Shenoy first reached out to major vendors such as EMC and Dell in hopes of finding a turnkey storage system to replace the IIP's VTrak Ex10 Series from Promise Technology Inc. A colleague's suggestion subsequently led him to DataDirect Networks (DDN) Inc., and he never looked any farther than DDN's Web Object Scaler (WOS).
The college's need for a long-term data repository presented a classic use case for the new generation of object-oriented storage products. The imaging program already had about 30 TB of immutable images, and there was no end in sight to the growth of unstructured data. Shenoy wanted a storage system that would be easy to scale, manage and maintain, and that would provide replication for dual sites and afford the opportunity for data sharing with institutional collaborators.

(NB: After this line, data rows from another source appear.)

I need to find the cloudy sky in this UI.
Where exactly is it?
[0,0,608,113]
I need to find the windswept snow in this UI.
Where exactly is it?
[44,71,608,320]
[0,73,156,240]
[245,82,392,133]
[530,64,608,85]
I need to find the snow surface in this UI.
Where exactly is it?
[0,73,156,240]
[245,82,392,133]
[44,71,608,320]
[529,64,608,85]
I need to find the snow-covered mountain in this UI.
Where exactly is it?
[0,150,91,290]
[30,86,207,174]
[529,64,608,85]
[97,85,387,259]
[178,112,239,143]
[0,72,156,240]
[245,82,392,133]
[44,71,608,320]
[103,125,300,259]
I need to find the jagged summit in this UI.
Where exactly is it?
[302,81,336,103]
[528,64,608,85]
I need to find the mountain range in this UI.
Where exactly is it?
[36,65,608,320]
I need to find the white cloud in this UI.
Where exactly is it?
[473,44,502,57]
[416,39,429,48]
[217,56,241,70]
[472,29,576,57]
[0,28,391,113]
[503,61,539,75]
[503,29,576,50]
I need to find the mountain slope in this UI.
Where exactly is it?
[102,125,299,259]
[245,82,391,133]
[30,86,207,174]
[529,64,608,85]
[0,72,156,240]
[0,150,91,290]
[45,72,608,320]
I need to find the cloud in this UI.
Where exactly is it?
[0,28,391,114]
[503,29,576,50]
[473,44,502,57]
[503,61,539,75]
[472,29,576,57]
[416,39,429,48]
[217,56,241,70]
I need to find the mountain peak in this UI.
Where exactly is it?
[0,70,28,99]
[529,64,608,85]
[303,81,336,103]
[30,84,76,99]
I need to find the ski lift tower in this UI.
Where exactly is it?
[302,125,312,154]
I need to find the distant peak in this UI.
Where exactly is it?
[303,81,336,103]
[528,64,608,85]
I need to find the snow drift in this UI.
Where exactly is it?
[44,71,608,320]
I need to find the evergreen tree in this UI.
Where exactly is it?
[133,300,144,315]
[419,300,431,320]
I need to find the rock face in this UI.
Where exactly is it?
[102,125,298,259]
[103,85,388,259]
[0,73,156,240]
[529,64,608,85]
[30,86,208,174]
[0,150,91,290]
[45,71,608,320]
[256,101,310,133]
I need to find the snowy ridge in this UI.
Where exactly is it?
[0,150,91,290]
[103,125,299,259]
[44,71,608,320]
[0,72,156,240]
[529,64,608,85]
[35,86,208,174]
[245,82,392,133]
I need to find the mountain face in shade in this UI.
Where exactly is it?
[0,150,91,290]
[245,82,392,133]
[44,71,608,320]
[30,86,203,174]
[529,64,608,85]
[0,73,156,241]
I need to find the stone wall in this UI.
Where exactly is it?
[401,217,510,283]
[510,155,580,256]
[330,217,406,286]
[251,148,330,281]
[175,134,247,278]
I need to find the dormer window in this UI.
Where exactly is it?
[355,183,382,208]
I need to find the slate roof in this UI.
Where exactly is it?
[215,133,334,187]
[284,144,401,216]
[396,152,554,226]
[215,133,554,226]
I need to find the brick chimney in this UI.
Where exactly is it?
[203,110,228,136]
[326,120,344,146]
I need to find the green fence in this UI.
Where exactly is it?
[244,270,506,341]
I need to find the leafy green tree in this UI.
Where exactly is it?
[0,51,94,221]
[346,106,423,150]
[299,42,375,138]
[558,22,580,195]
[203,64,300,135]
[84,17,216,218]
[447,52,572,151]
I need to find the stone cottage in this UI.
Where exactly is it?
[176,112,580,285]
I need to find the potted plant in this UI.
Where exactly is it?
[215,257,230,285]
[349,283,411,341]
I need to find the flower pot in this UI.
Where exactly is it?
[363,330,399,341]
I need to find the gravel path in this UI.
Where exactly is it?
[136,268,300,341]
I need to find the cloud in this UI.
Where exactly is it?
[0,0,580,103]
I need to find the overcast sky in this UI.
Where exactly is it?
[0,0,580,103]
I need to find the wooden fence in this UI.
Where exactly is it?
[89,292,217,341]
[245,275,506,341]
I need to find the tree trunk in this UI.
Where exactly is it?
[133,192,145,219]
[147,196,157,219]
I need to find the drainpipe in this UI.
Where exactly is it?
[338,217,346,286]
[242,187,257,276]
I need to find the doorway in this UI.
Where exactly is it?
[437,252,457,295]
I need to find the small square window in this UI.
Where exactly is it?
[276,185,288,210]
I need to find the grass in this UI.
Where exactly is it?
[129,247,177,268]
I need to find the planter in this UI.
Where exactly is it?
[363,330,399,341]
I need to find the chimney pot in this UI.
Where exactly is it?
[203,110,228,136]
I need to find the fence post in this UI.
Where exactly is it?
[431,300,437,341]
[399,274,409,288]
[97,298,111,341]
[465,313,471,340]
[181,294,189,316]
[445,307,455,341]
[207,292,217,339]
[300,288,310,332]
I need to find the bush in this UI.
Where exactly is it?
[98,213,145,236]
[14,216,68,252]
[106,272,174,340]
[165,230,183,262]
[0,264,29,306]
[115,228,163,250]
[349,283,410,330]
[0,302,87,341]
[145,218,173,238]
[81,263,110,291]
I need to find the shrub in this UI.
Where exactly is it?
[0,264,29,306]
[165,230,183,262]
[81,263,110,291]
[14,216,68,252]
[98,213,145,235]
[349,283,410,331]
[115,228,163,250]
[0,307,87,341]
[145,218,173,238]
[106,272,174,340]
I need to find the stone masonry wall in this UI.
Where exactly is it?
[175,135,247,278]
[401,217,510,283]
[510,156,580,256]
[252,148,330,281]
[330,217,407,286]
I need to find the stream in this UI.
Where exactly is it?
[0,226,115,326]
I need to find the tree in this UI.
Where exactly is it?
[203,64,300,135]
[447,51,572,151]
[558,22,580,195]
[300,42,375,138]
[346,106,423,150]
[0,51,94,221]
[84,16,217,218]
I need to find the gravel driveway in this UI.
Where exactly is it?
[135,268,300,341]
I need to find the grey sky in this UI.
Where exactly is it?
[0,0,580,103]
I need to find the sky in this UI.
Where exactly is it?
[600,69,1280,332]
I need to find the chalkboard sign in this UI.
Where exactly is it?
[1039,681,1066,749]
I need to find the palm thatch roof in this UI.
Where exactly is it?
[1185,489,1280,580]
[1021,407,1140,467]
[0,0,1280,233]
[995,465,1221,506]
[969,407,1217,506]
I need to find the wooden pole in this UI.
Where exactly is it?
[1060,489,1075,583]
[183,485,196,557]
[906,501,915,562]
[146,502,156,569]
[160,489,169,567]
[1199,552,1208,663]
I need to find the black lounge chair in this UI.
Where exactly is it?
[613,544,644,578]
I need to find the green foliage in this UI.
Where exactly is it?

"The ability to scale easily is important to us because I don't want to ever deal with having to reformat our arrays or do any of the stuff that many typical systems force us to do," Shenoy said. "Here, I don't have to worry about a file system and LUNs. With the object storage, basically I can just keep growing by adding more drives, and that is very appealing in an operation like ours where I cannot count on having dedicated storage experts."
The college replaced its file-based storage with two DDN WOS 6000 appliances capable of storing 180 TB each. One is located on the north side of the campus, and the other is on the south side for data protection purposes. The DDN WOS handles replication between the two appliances, each of which has two nodes. So far, the appliances store approximately 100 TB of images.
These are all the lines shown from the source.